On June 5, 2015, Scott announced the song's title, featured artists, three of its producers, and the single's cover art on his Instagram account. The art was shot by Nabil Elderkin, and the version used in Scott's post stylized 2 Chainz's name as "II Chainz", which was likely changed due to it reading similar to "11 Chainz". He then posted an emoji designed by Corey Damon Black of the song's title, stylized the same as the "100" emoji, and claimed an app featuring it would release alongside the single.
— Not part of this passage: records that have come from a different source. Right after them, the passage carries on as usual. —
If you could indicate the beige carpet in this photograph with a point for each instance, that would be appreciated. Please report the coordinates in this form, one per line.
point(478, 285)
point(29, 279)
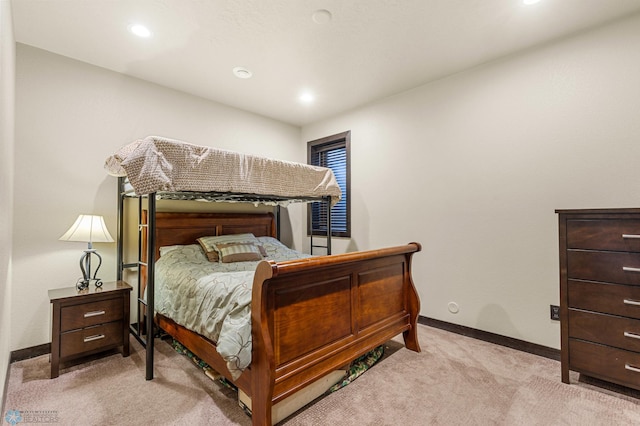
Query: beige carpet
point(454, 381)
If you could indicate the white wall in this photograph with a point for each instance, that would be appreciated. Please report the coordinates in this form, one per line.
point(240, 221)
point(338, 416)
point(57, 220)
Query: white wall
point(7, 77)
point(69, 117)
point(474, 165)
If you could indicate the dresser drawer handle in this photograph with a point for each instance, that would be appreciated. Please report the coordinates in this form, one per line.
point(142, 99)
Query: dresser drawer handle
point(632, 368)
point(94, 337)
point(632, 335)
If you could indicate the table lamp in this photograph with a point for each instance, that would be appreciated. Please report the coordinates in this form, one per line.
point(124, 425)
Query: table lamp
point(89, 229)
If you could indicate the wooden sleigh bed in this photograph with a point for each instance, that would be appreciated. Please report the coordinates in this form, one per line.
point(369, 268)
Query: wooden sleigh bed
point(309, 317)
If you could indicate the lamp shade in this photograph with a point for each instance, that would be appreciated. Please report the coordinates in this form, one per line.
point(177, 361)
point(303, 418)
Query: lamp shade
point(88, 229)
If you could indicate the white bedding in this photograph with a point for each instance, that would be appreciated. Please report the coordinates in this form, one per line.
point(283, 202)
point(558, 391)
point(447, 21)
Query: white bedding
point(156, 164)
point(213, 299)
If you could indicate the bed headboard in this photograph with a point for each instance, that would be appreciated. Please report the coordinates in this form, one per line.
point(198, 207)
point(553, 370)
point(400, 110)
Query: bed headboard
point(185, 228)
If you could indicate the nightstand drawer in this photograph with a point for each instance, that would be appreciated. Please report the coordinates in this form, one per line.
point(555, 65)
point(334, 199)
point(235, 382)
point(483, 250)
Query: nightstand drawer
point(616, 299)
point(604, 234)
point(85, 315)
point(91, 338)
point(614, 267)
point(610, 330)
point(616, 365)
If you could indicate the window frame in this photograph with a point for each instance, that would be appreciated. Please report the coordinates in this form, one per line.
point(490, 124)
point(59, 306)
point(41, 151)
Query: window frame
point(337, 141)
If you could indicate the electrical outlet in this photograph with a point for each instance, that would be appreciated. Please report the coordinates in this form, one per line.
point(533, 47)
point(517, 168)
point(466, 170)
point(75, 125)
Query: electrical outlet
point(555, 312)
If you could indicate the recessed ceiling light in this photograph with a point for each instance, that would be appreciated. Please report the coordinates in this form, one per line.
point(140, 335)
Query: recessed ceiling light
point(321, 16)
point(140, 30)
point(307, 97)
point(242, 72)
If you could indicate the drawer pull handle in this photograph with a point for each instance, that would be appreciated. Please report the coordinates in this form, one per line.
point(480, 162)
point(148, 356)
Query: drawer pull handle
point(94, 337)
point(632, 335)
point(632, 368)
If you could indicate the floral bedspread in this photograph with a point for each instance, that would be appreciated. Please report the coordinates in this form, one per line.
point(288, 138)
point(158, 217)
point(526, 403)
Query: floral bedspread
point(213, 299)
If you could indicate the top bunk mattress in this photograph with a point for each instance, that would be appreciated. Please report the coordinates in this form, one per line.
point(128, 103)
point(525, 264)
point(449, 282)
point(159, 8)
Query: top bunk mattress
point(157, 164)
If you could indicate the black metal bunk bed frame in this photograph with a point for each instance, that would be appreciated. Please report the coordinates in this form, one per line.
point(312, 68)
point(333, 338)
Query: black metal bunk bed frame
point(146, 335)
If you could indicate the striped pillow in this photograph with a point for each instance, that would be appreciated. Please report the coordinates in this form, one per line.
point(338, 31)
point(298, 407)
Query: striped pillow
point(238, 252)
point(209, 244)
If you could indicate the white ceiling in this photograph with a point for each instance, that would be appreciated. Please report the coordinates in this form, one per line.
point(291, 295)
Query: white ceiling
point(370, 49)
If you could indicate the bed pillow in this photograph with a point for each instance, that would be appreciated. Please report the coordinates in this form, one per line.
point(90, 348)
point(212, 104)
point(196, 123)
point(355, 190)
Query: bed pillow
point(238, 252)
point(209, 244)
point(167, 249)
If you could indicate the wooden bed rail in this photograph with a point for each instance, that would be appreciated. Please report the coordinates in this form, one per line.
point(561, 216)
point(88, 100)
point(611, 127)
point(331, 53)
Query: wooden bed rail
point(313, 316)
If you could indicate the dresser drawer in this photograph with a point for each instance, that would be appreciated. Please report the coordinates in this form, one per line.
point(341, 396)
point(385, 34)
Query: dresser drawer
point(614, 267)
point(604, 234)
point(91, 338)
point(616, 299)
point(88, 314)
point(607, 329)
point(616, 365)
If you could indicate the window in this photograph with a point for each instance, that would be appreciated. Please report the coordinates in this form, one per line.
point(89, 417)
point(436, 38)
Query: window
point(332, 152)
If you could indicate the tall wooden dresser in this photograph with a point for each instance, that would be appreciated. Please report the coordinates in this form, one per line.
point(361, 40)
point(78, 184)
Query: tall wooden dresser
point(600, 294)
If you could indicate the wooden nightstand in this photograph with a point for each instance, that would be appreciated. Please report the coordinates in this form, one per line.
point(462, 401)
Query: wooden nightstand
point(89, 321)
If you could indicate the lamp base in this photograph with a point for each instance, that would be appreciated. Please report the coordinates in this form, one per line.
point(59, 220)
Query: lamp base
point(85, 267)
point(83, 284)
Two days later, Scott premiered the song live at Hot97's Summer Jam 2015 festival without 2 Chainz's verse, and confirmed that it would be released the following day in a post-event interview. It was subsequently released as Rodeo lead single on June 8 through Epic Records and Grand Hustle Records as a digital download on iTunes.

"3500" received positive reviews from music critics. HotNewHipHop Angus Walker dubbed it a "banger" and praised the credited producers as the best "production lineup" of any track released that year, excluding West's 2015 single "All Day", which also featured production from Scott, Dean, and Ritter. In a retrospective review for the same website, Alexander Cole noted the "amazing production" by Metro Boomin and felt each rapper "brings their best" during their verses, with 2 Chainz's being the most memorable one. Zach Frydenlund of Complex put "3500" 20th on the publication's list of Scott's best songs, giving praise to the refrain and both guest verses, especially 2 Chainz's. Billboard critic Ashley Iasimone placed it on a similar list in 2017.

== Live performances ==
Scott first performed "3500" live during the pre-show for the 2015 BET Awards, where he was joined by 2 Chainz before seamlessly transitioning the song into the single "Antidote", which he had released earlier that day. He later played it as part of his set at Billboard Winterfest 2016 in January, which the publication's staff deemed a highlight.

Scott was criticized by media outlets following a performance of the song in Toronto, where he allowed a white fan to recite the line "only trill niggas I know" after giving them the man his microphone. Scott had specifically invited the fan to sing it, as he noticed their similar hats while performing the refrain, and later asked him to repeat it, considering the moment to be overall inspiring since "Nobody wanted to see me and you fuckin' with each other tonight in Toronto." During a performance at Rolling Loud in 2017, Scott gifted a fan one of his "favorite" rings for perfectly reciting every lyric to "3500", being the second time he had gifted a fan a ring after another jumped off a balcony and broke their legs the previous week. The gesture was received positively by outlets and seen as an act of kindness, with Mark F. of HotNewHipHop claiming that "[n]o one can say that Travis Scott doesn't show his fans love."

==Commercial performance==
"3500" debuted at number 82 on the US Billboard Hot 100 chart on the week of June 27, 2015, with 43,000 copies sold in its first week. On January 11, 2017, the song was certified gold by the Recording Industry Association of America (RIAA) for sales of over 500,000 digital copies in the United States, and later went platinum in the country on August 28, 2024, for selling over 1,000,000 copies.

==Charts==

===Weekly charts===

Chart performance for "3500"
| Chart (2015) | Peak position |
|---|---|
| US Billboard Hot 100 | 82 |
| US Hot R&B/Hip-Hop Songs (Billboard) | 25 |

==Certifications==

Certifications for "3500"
| Region | Certification | Certified units/sales |
| New Zealand (RMNZ) | Gold | 15,000^{‡} |
| Poland (ZPAV) | Gold | 25,000^{‡} |
| United States (RIAA) | Platinum | 1,000,000^{‡} |
^{‡} Sales+streaming figures based on certification alone.